Vivi tempo suficiente para me tornar uma figura esquelética coberta de um manto ébano carregando um foice sedenta de almas. Vivi tempo suficiente trabalhando para os humanos, levando almas inocentes pelos seus próprios interesses egoístas.

Então, nestas vastas eras, todos me viram — e ainda vêem — como um ser tenebroso, maléfico e hediondo. É irônico sabe? Quando os humanos culpam a mim para encobrir os próprios erros, quem é o vilão agora? Além do mais, quanto mais longe vós pensais que estou, mais perto estarei.

No entanto não é neste ponto onde desejo chegar. Acontece que nessas  longas eras já apanhei almas por diferentes motivos: assassinatos, suicídios, doenças, causas naturais. E nenhuma delas causou algum impacto em mim e nas diferentes formas que já assumi nessa jornada.

Ao menos foi o que imaginei. Toda a minha percepção e conhecimento sobre a humanidade tornaram-se banais depois que a conheci. Ela não tinha nenhum problema em particular, apenas uma doença.

Um motivo qualquer tu não achas? Entretanto, penso ser uma boa história para contar-lhes e fazer-me lembrar da doce Katharine Dallas.

Era uma manhã de quarta-feira. Um tempo nublado e tristonho ameaçava encharcar as ruas de Portland. Numa das diversas casas com dois andares, tingidas de cores já desbotadas e janelas com indícios da chuva pronta para vir, estava sentada sobre o parapeito opaco uma garota.

A rapariga encarava indiferente — ao menos do lado de fora — as crianças correndo ou jogando bola. No geral tinham algo que aquela menina não. Diversão, liberdade e principalmente, alegria.

— Kath! Dr. Palms está aqui, desça!

Katherine, primeiro ignorou, sem tirar os olhos daqueles sorrisos inocentes porém logo cedeu. Levantou do parapeito, caminhou para fora do quarto, desceu o lance de no máximo dez degraus e encontrou os jovens olhos verdes de seu médico.

Palms dá um belo sorri mostrando os brancos dentes perfeitamente alinhados junto de sua simpatia juvenil. Ele se aproxima de Kath conduzindo-a até uma cadeira, onde a garota se sentou.

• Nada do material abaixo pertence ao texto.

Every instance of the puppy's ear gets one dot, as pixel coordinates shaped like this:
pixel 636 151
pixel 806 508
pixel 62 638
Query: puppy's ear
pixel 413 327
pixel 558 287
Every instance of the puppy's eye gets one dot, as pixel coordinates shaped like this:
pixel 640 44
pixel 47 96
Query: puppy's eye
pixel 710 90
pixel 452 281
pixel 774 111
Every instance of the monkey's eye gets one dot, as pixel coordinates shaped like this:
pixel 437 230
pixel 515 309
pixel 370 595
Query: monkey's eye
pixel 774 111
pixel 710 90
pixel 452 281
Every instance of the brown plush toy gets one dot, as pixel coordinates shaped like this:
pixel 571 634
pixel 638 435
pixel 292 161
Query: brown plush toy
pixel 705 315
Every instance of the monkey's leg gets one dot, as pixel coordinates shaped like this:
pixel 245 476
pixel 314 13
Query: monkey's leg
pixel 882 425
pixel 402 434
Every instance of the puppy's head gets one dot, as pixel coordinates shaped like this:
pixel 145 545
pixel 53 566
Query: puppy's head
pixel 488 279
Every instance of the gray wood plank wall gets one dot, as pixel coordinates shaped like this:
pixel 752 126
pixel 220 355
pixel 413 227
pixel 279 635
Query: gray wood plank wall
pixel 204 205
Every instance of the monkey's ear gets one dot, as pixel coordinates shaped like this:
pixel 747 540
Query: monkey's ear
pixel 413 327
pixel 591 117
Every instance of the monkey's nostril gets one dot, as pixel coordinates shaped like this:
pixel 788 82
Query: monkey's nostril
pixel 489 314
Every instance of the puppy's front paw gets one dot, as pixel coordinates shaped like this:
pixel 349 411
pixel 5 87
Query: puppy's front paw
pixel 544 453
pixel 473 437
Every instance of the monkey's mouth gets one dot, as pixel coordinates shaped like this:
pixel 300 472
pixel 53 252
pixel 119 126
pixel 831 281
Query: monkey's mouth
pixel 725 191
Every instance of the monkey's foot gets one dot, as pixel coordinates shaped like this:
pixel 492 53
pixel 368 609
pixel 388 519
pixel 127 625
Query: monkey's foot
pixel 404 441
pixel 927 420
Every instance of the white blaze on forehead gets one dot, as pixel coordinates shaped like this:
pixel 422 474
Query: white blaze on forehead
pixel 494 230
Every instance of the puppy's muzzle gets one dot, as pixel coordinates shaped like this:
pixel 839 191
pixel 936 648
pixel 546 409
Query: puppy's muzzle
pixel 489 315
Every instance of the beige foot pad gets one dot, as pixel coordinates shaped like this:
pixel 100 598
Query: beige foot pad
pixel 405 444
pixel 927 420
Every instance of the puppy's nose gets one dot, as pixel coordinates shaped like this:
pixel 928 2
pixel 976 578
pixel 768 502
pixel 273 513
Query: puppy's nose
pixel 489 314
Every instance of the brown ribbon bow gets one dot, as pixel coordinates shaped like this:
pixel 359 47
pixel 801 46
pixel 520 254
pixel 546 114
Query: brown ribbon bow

— Como vai Kath? — Palms questiona enquanto tira da bolsa um estetoscópio.

— Normal...

Ela ajuda seu doutor levantando a blusa negra que vestia. Palms pousou o objeto metálico gelado sobre o peito branco fantasmagórico de Katherine. Ordenou que a garota respirasse e expirasse como todo os procedimentos comuns.

Palms rodou pela cadeira colocando novamente o objeto nas costas, um arrepio gelado percorreu pelo corpo da jovem. O médico voltou a guardar seu estetoscópio sorrindo novamente, no fundo Katherine e eu sabíamos ser uma mistura de pena com esperança.

— Está tudo em ordem — Ele diz agarrando sua maleta pela alça. — Tens tomado sua medição corretamente?

— Parece que não estou? —  A garota rebate.

— Katherine!

Katherine visualiza a mãe com o canto do olho, cruza os braços e a risada divertida do médico chama-lhe a atenção. Ele ajeita seus fios cor-de-fogo para poder ver melhor a paciente na sua frente. A garota fita o chão esperando por um resposta de Palms.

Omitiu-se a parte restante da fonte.